Process streaming data with Delta Live Tables

Preview

This feature is in Public Preview.

Many applications require that tables be updated based on continually arriving data. However, as data sizes grow, the resources required to reprocess data with each update can become prohibitive. You can define a streaming table or view to incrementally compute continually arriving data. Streaming tables and views reduce the cost of ingesting new data and the latency at which new data is made available.

When an update is triggered for a pipeline, a streaming table or view processes only new data that has arrived since the last update. Data already processed is automatically tracked by the Delta Live Tables runtime.

Streaming ingestion from external data sources

To ingest streaming data, you must define a streaming live table from a streaming source; for example, you can read external data as a stream with the following code:

inputPath = "/databricks-datasets/structured-streaming/events/"

@dlt.table
def streaming_bronze_table():
  return (
    spark.readStream.format("cloudFiles")
      .option("cloudFiles.format", "json")
      .load(inputPath)
  )
CREATE OR REFRESH STREAMING LIVE TABLE streaming_bronze_table
AS SELECT * FROM cloud_files("/databricks-datasets/structured-streaming/events/", "json")

Streaming from other datasets within a pipeline

You can also stream data from other tables in the same pipeline.

@dlt.table
def streaming_silver_table():
  return dlt.read_stream("streaming_bronze_table").where(...)
CREATE OR REFRESH STREAMING LIVE TABLE streaming_silver_table
AS SELECT
  *
FROM
  STREAM(LIVE.streaming_bronze_table)
WHERE ...

Process streaming and batch data in a single pipeline

Because streaming live tables use What is Apache Spark Structured Streaming?, a streaming live table can only process append queries; that is, queries where new rows are inserted into the source table. Processing updates from source tables, for example, merges and deletes, is not supported. To process updates, see the APPLY CHANGES INTO command.

A common streaming pattern includes the ingestion of source data to create the initial datasets in a pipeline. These initial datasets are commonly called bronze tables, and often perform simple transformations.

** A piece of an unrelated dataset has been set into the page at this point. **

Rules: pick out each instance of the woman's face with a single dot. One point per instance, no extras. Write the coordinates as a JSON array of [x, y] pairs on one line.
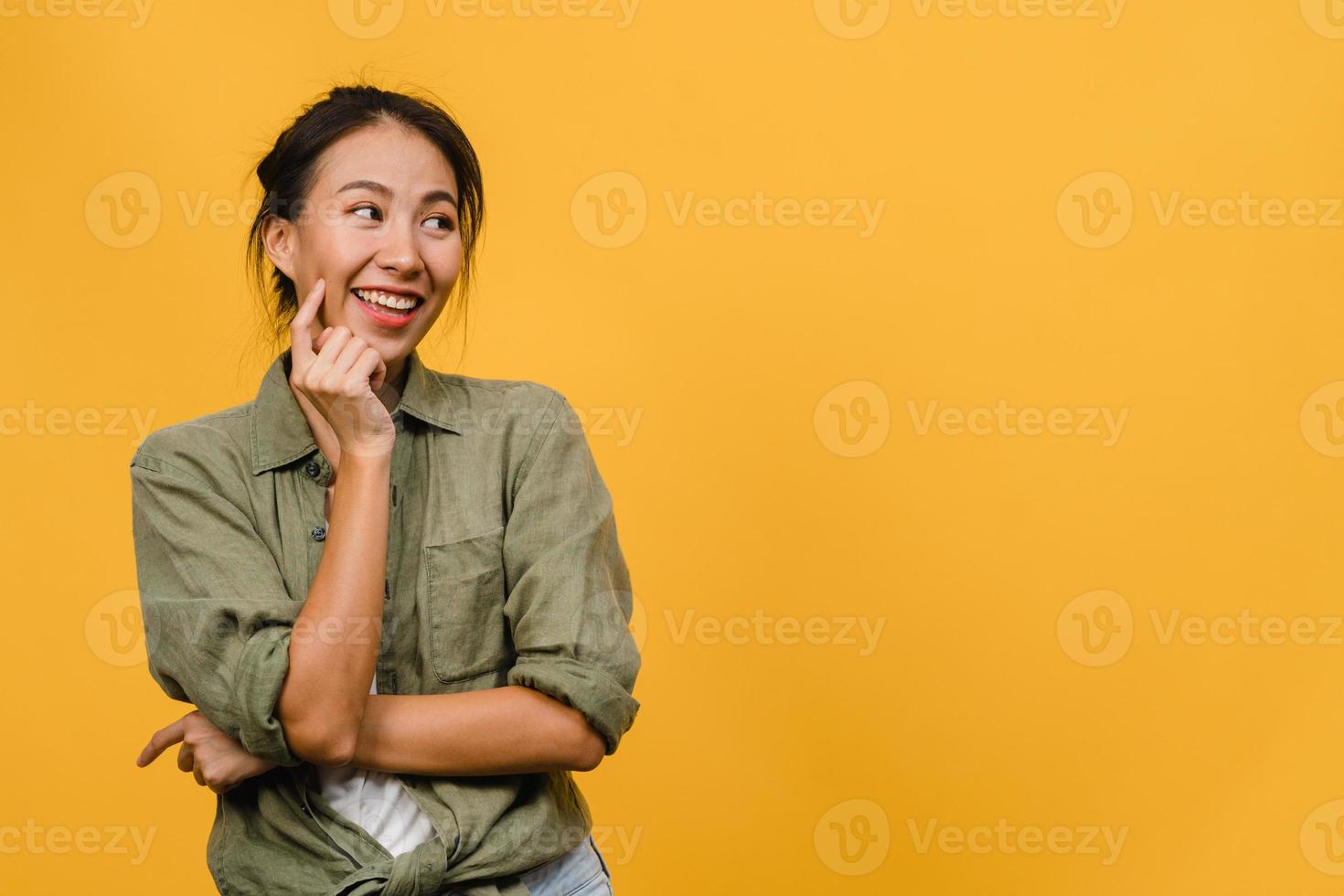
[[380, 215]]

Reprocessing inefficient formats like JSON can be prohibitive with these simple transformations, and are a perfect fit for streaming live tables.

By contrast, the final tables in a pipeline, commonly referred to as gold tables, often require complicated aggregations or read from sources that are the targets of an APPLY CHANGES INTO operation. Because these operations inherently create updates rather than appends, they are not supported as inputs to streaming live tables. These transformations are better suited for materialization as a live table.

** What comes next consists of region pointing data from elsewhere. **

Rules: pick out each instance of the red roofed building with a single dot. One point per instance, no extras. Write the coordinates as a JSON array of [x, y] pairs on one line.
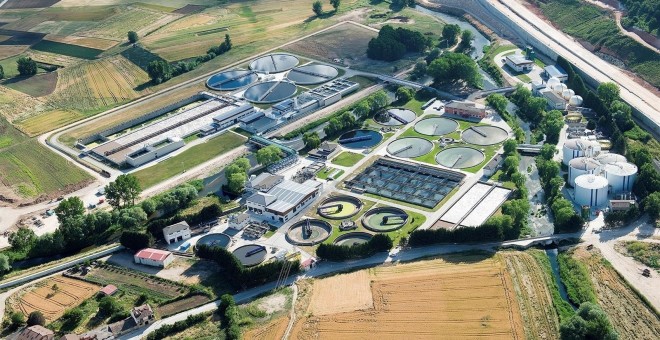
[[154, 257]]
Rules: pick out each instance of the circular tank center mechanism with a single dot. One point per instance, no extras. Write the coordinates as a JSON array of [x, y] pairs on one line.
[[360, 139], [484, 135], [395, 117], [436, 126], [459, 158], [409, 147]]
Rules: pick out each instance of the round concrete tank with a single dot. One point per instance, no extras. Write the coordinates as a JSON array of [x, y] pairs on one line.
[[620, 176], [591, 190], [580, 166], [607, 158], [576, 147]]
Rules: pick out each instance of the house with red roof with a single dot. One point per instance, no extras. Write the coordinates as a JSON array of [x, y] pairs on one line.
[[154, 257]]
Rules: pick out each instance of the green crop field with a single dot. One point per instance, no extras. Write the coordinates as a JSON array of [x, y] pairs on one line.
[[67, 49], [192, 157], [595, 25]]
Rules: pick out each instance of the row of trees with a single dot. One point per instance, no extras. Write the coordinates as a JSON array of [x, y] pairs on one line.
[[392, 44], [161, 71], [333, 252]]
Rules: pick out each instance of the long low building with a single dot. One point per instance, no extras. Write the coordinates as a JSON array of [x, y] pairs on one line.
[[164, 136], [284, 200]]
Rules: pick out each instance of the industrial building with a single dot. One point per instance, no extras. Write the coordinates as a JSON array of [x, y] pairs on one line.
[[284, 200], [580, 166], [519, 63], [155, 140], [576, 147], [466, 109]]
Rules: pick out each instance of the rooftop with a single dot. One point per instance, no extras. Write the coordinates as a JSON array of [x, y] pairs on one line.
[[153, 254]]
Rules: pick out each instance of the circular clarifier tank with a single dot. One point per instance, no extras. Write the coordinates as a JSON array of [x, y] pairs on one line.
[[395, 117], [360, 139], [312, 74], [384, 219], [459, 158], [251, 254], [409, 147], [351, 239], [484, 135], [270, 91], [274, 63], [231, 80], [436, 126], [308, 232]]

By mixing streaming live tables and live tables into a single pipeline, you can simplify your pipeline and avoid costly re-ingestion or re-processing of raw data and have the full power of SQL to compute complex aggregations over an efficiently encoded and filtered dataset. The following example illustrates this type of mixed processing:

@dlt.table
def streaming_bronze():
  return (
    # Since this is a streaming source, this table is incremental.
    spark.readStream.format("cloudFiles")
      .option("cloudFiles.format", "json")
      .load("gs://path/to/raw/data")
  )

@dlt.table
def streaming_silver():
  # Since we read the bronze table as a stream, this silver table is also
  # updated incrementally.
  return dlt.read_stream("streaming_bronze").where(...)

@dlt.table
def live_gold():
  # This table will be recomputed completely by reading the whole silver table
  # when it is updated.
  return dlt.read("streaming_silver").groupBy("user_id").count()
CREATE OR REFRESH STREAMING LIVE TABLE streaming_bronze
AS SELECT * FROM cloud_files(
  "gs://path/to/raw/data", "json"
)

CREATE OR REFRESH STREAMING LIVE TABLE streaming_silver
AS SELECT * FROM STREAM(LIVE.streaming_bronze) WHERE...

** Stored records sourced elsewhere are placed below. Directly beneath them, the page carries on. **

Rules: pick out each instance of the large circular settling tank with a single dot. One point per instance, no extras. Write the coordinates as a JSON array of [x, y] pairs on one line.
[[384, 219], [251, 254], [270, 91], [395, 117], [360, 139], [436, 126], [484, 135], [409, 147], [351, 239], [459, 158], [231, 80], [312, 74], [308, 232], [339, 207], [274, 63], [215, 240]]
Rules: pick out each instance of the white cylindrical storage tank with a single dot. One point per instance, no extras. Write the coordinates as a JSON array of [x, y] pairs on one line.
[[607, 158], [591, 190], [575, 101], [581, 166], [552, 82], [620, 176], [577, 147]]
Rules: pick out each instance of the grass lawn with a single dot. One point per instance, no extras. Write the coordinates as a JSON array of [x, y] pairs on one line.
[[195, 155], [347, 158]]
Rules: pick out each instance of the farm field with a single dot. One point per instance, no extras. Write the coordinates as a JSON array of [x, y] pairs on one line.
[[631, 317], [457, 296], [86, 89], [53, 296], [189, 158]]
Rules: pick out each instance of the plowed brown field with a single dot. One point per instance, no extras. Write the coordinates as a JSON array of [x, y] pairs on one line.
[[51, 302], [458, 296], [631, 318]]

CREATE OR REFRESH LIVE TABLE live_gold
AS SELECT count(*) FROM LIVE.streaming_silver GROUP BY user_id

Learn more about using Auto Loader to efficiently read JSON files from Google Cloud Storage for incremental processing.

Streaming joins

Delta Live Tables supports various join strategies for updating tables.

Stream-batch joins

Stream-batch joins are a good choice when denormalizing a continuous stream of append-only data with a primarily static dimension table. Each time the derived dataset is updated, new records from the stream are joined with a static snapshot of the batch table when the update started. Records added or updated in the static table are not reflected in the table until a full refresh is performed.

The following are examples of stream-batch joins:

@dlt.table
def customer_sales():
  return dlt.read_stream("sales").join(read("customers"), ["customer_id"], "left")
CREATE OR REFRESH STREAMING LIVE TABLE customer_sales
AS SELECT * FROM STREAM(LIVE.sales)
  INNER JOIN LEFT LIVE.customers USING (customer_id)

In continuous pipelines, the batch side of the join is regularly polled for updates with each micro-batch.

Streaming aggregation

Simple distributive aggregates like count, min, max, or sum, and algebraic aggregates like average or standard deviation can also be calculated incrementally with streaming live tables. Databricks recommends incremental aggregation for queries with a limited number of groups, for example, a query with a GROUP BY country clause. Only new input data is read with each update.